The cliff is the first month where SNAP drops to 0. In this response, that's 2026-06 — the first month under the higher-paying job.

Month Earnings SNAP
2026-01 $1,500 $276.10
2026-02 $1,500 $276.10
2026-03 $1,500 $276.10
2026-04 $1,500 $276.10
2026-05 $1,500 $276.10
2026-06 $2,000 $0.00 ⬅ cliff
2026-07 $2,000 $0.00
... ... ...

The household stays at $0 for the rest of the year because the higher earnings exceed California's CalFresh eligibility threshold (200% of the federal poverty guideline for the household size, applied via broad-based categorical eligibility).

Why this works

snap_earned_income and snap are both MONTH-defined variables in policyengine-us — each month is computed independently. Sending twelve different month-keyed inputs gives the engine twelve distinct months to evaluate, and requesting twelve month-keyed outputs returns each one as a separate result.

If you sent a year-keyed input instead — {"2026": 21500} — the API would split it evenly across all twelve months as $1,791.67 per month, and you would not see the cliff. The mid-year change has to be expressed as month-keyed inputs.

For the rules on how the API splits and broadcasts values across periods, see Period keys.

Variations

Find the income at which the cliff fires. Hold the months fixed and vary earnings in finer steps — for example, scan from $1,500 to $2,000 in $50 increments by sending each value to a different month. The first response month with 0 corresponds to the breakpoint.

Track multiple programs at once. Add medicaid, tanf, or ctc to the same spm_unit_1 block as null per month. Each program comes back month by month so you can find the cliff for each one in the same request.

Compare to a year of stable earnings. Send a second request with "snap_earned_income": {"2026": 21500} (the same annual total) and "snap": {"2026": null}. Compare the annual SNAP figures from the two requests to see how much the mid-year change costs the household over the year.

Common mistakes

  • Mixing month inputs with annual outputs. If you send month-keyed snap_earned_income but request "snap": {"2026": null}, the response includes a warnings array explaining that the unset months will read the engine's fallback value.
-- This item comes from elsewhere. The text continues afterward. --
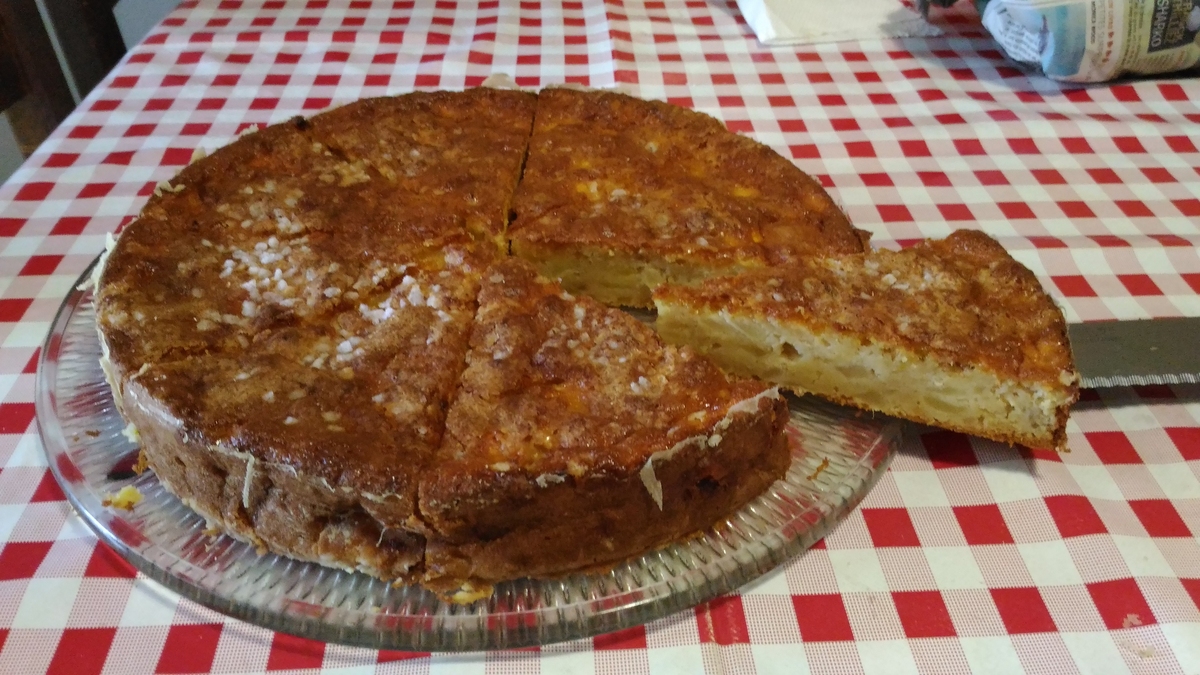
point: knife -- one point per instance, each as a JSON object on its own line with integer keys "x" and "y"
{"x": 1121, "y": 353}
Either send all twelve months as inputs and outputs, or send a yearly key for both.
  • Assuming a $0 means ineligible everywhere. SNAP eligibility uses the gross income test, the net income test, and the resource test, with state-specific thresholds (BBCE in California raises the gross income limit to 200% FPG). A $0 in one month means the household failed at least one of those tests for that month, not necessarily for the whole year.